Сегодня очень жаркий день, такой жаркий, какого еще не было в этом году. Меня обуяла лень, мне не хотелось ни читать, ни думать, я сошел в сад и улегся под тенью широкого клена. Сверху сквозь кленовые листья просвечивало самое безоблачное небо, вокруг меня была невозмутимая тишина; все, что только могло, попряталось от зноя, все заснуло: и люди, и собаки, и деревья. Только ласточки бесшумно рассекали воздух, над головой моей кружились молчаливые мошки да изредка доносились до меня всплески воды и крики ребятишек, купавшихся в реке. Потом и они затихли. Увлеченный общим примером, я и сам начал дремать, но был разбужен появлением нового лица. В нескольких шагах от меня стоял большой петух и внимательно рассматривал меня. Он крикнул два раза повелительно и резко, остался чем-то недоволен, сердито отвернулся и пошел назад, осторожно ступая по траве своими тоненькими ножками, точно какой-нибудь столичный франтик, который случайно попал в деревню и боится выпачкать свои лакированные ботинки… Этот петух как будто нарочно появился, чтобы отогнать мой неуместный сон и возвратить меня к наслаждению, то есть к жизни. «Боже мой! – думал я, приходя в какое-то восторженное состояние, – как мне не благодарить тебя?» Я уже был приговорен к смерти, и если бы чудо не совершилось надо мной, я лежал бы в могиле, не наслаждаясь ни этим солнцем, ни этой тенью, ни этой тишиной. Петух так же громко прокричал бы у моей могилы, и я не услышал бы его крика. Конечно, я знаю, что час недалек, но должен быть благодарен за эту отсрочку и пользоваться ею! Что бы теперь ни случилось со мной, я не могу ничего бояться. Если бы я разорился и был осужден на самые тяжелые работы, если бы мне пришлось влачить существование нищего без крова, я бы и тогда не стал роптать. Спать на голой земле все-таки лучше, чем спать под землею. Врагов у меня не может быть никаких; нет такой обиды, которую я бы не простил. Кажется, никого я так сильно не ненавидел в жизни, как Мишу Козельского, но и о нем я думаю теперь без всякой горечи. Недели через три я поеду в деревню к Марье Петровне и проведу у нее остальную часть лета. Там в конце августа состоится свадьба Лиды, я обещал быть у нее шафером. Об этом милом ребенке я не могу вспомнить без умиления, хотя зверь влюбленности совсем заснул во мне. Надеюсь, что он и не проснется. На днях Лида писала мне: «Я все-таки поставлю на своем, и после моей свадьбы непременно уговорю тетю выйти за вас замуж…» Может быть, и в самом деле уговорит… Не все ли мне равно?

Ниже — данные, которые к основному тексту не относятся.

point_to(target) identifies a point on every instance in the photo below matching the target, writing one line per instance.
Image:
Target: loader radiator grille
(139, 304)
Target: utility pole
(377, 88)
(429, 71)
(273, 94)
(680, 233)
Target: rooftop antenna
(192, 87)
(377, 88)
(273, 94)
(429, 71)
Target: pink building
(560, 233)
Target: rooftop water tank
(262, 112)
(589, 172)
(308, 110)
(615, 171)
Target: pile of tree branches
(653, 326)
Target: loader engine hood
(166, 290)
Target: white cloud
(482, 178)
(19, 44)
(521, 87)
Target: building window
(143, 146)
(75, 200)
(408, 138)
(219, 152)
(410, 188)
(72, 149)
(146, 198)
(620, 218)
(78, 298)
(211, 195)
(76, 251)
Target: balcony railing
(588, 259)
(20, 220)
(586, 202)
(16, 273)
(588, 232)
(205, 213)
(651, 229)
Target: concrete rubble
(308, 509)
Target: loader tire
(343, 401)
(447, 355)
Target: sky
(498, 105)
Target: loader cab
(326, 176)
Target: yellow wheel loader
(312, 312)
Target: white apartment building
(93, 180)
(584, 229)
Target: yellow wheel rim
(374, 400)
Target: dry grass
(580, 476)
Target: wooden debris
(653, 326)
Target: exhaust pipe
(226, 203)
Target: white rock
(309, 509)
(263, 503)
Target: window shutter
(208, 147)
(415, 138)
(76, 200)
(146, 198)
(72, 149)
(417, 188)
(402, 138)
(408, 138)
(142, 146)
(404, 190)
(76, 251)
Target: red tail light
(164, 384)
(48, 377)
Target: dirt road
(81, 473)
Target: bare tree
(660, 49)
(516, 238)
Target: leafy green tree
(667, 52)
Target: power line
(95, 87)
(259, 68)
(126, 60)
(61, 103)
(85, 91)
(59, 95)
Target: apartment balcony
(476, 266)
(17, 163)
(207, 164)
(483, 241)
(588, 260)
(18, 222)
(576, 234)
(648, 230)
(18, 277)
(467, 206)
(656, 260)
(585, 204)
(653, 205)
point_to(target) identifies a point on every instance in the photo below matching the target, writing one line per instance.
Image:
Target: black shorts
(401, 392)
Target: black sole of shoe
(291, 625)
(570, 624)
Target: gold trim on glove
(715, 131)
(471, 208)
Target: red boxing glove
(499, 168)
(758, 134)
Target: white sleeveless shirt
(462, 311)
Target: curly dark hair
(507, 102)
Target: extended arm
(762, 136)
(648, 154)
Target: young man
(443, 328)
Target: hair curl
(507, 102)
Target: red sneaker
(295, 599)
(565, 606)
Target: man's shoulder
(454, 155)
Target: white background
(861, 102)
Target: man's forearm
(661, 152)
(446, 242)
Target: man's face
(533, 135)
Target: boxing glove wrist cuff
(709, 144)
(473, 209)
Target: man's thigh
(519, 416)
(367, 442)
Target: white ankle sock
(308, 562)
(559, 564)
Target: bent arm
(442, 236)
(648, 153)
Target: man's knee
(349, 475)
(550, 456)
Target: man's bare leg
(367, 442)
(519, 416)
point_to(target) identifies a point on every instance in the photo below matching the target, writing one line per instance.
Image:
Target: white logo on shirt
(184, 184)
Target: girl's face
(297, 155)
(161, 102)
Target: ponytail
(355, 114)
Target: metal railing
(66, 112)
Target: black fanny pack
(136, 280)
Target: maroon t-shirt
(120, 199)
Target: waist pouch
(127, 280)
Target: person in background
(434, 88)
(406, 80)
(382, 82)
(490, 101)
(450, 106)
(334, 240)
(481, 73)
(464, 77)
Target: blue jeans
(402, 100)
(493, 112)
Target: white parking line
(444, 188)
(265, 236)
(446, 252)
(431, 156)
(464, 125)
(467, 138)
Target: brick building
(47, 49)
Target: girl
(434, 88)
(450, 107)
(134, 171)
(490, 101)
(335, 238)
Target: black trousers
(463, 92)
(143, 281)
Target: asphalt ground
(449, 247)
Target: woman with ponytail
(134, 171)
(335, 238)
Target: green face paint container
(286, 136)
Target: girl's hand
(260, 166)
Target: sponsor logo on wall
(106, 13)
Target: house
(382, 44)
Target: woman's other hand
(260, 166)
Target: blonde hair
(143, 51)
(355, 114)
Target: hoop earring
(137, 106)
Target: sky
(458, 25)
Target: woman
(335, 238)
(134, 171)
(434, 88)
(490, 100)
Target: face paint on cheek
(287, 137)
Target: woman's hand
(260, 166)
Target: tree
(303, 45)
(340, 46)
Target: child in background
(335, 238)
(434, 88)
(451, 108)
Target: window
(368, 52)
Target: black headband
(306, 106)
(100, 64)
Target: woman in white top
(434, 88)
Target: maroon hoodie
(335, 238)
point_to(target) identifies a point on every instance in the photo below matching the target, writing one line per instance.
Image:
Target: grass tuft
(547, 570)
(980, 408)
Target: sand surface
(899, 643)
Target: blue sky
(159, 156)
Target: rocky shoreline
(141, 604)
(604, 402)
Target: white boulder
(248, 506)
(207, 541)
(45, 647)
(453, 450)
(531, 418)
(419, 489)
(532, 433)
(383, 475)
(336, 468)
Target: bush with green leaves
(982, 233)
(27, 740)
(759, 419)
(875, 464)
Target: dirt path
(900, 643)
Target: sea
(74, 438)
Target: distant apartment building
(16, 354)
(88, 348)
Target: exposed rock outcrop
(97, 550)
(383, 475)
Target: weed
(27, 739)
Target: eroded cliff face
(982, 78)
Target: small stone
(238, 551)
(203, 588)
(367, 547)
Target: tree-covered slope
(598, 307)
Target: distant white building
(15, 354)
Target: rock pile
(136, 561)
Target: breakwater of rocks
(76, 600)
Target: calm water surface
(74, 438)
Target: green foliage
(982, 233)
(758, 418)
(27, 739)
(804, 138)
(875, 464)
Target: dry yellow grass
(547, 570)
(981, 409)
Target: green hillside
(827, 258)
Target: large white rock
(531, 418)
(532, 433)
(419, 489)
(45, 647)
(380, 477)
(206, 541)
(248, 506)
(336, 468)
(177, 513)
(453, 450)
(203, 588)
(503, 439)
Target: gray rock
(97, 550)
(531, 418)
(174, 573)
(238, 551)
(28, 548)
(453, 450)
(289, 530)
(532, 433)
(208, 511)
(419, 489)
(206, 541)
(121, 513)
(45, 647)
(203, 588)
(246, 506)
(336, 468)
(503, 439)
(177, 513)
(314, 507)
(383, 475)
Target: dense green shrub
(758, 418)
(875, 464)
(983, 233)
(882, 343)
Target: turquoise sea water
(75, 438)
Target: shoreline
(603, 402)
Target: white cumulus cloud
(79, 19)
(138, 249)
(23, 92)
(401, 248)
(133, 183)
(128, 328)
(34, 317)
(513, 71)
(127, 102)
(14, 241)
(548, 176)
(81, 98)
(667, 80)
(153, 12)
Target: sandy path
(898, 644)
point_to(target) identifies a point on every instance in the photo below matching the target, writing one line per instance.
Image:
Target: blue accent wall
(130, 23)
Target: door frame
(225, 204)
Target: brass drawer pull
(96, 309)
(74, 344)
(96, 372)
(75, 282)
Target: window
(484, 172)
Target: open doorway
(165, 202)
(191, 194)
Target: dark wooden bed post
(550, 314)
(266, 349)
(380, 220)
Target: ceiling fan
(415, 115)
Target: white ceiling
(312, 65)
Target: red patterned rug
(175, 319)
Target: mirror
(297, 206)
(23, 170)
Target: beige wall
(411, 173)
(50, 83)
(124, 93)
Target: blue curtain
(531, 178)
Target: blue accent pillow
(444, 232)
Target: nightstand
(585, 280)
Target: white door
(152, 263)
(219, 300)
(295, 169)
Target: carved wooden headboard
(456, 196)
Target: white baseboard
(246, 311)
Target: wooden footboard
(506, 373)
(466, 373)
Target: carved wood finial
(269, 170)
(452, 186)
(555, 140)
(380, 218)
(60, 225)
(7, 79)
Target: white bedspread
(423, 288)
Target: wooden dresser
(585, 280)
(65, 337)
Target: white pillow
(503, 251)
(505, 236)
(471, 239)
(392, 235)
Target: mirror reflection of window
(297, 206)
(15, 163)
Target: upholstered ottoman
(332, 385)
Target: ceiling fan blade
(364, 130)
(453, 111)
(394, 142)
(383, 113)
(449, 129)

Если бы каждый человек хоть раз в жизни испытал то же, что и я, т. е. ясно почувствовал, что одна его нога была уже в могиле, то вражда совсем прекратилась бы между людьми. Человеческая жизнь заключена в таких тесных рамках неведения и бессилия, она так случайна, шатка и недолговечна, что человеку смешно еще отравлять ее бессмысленной враждой… Какая непостижимая глупость – война! Как решаются люди истреблять друг друга? Только один и есть настоящий враг у человека – смерть. Бороться с этим врагом нельзя, но и помогать ему не следует.
А что, если этот отказ от борьбы и эти любвеобильные порывы сердца вовсе не доказательства моего нравственного перерождения, а только несомненные признаки близкого старческого размягчения? Что ж, надо примириться и с этим. Пора перестать быть Павликом, сделаться Павлом Матвеичем и спокойно принять старость со всеми ее последствиями… Эх, ты, старик, старик!